ふふん。なかなか可愛いじゃないか、よし。
「わかった。譲ろうじゃないか、栄誉ある代表挨拶をね」
「急に偉そうになったわね。まあいいわ、譲り受けといてあげる」
……お前が持ち出してきたんだろうが。
ちょうど交渉が終わった頃に、説明会が始まる時間になった。
そのあとは得に何も起こらず、合格者説明会は終わった。
始業式の日のアニーの堂に入った挨拶を見たとき、俺がやらなくてよかったと、心底思ったのだった。
この後、小次郎が小田桐とアニーをひき会わせたせいでアニーの受難が始まったのだが、それはまた別の話だ。
「おい。小次郎」
小田桐の問いかけで、記憶の河を遡上していた俺の意識が呼び戻される。
「どうしたの。ぼけーっとして、いつものことだけど」
「どうせ、今日の召喚実習のことでも考えてたんだろうよ」
酷い言われ様だ。それよりこいつらさっきまでの口論はどうしたんだ。いきなり結託しやがって。
「そういやお前らは今日召喚する魔種、もう決めたか」
話題が出たついでに、聞いてみる。
「もちろんです。まああなたに教える筋合いはありませんけど」
「そこまで行ったなら言えよ」
めんどくさい奴だな。黙っていれば可愛いのに、口を開けば毒ばかり吐いてるからなこいつ。
「小田桐、お前は? 」
「んー、まあな。一応は」
「へえ、まあ、聞かないでおくよ」
「おいっ、明らかにアニーの時と態度が違うだろ。もっと食い下がれよ、興味津々でがっついてこいよ」
……こいつも大概面倒な奴だな。
新入生用の玄関で別れた俺たちはそれぞれの教室へ向かった。(入試成績順にクラスが分けられるため、アニーと俺はA組、小田桐はC組)

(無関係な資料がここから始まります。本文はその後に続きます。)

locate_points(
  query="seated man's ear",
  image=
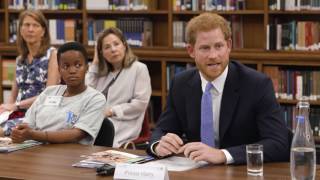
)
(190, 50)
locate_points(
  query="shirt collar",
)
(218, 83)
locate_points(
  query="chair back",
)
(143, 140)
(106, 134)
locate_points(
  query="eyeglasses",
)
(33, 25)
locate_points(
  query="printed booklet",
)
(110, 157)
(6, 145)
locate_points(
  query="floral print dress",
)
(31, 80)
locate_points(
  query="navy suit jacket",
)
(249, 113)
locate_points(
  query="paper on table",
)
(4, 116)
(176, 163)
(6, 145)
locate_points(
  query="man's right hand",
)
(168, 144)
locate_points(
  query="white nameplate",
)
(140, 171)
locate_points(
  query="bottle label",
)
(300, 119)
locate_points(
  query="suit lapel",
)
(193, 105)
(229, 100)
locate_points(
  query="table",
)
(53, 161)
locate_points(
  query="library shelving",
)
(256, 40)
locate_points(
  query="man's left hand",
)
(198, 151)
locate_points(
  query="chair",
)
(106, 134)
(143, 140)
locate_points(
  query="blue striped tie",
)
(207, 130)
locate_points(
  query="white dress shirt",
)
(216, 92)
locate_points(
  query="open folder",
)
(6, 145)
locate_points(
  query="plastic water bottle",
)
(303, 152)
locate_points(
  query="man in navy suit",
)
(245, 110)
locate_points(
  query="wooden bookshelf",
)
(255, 18)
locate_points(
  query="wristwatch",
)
(18, 105)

教室ではすでにいくつかのグループができ、それぞれが教師が来ていないのをいいことにくっちゃべっている。チャイムはとっくに鳴っているが職員会が長引いているのだろうか。それを裏付けるように隣のB組からも、生徒たちが騒ぎ立てる声が聞こえてきていた。
授業初日で浮かれるのはしょうがないよなと一人納得する俺であった。
ちらりと隣の席に目を向ける。
俺が何故、他の生徒たちのご多分から漏れて一人冷静でいるかというと、何を隠そう隣の席におはします、アニー・コーニッシュ様が大変にご立腹だからです。
額に青筋が浮かび、微かに歯ぎしりの音まで聞こえてくる。根っからの優等生気質の彼女からすれば、この教室の惨状が耐え難いものであることは容易に想像がつく。
担任ーーっはやくきてくれーー。
幸いなことに隣の活火山が大噴火を起こす前に担任、斉藤誠教諭は登場してくださった。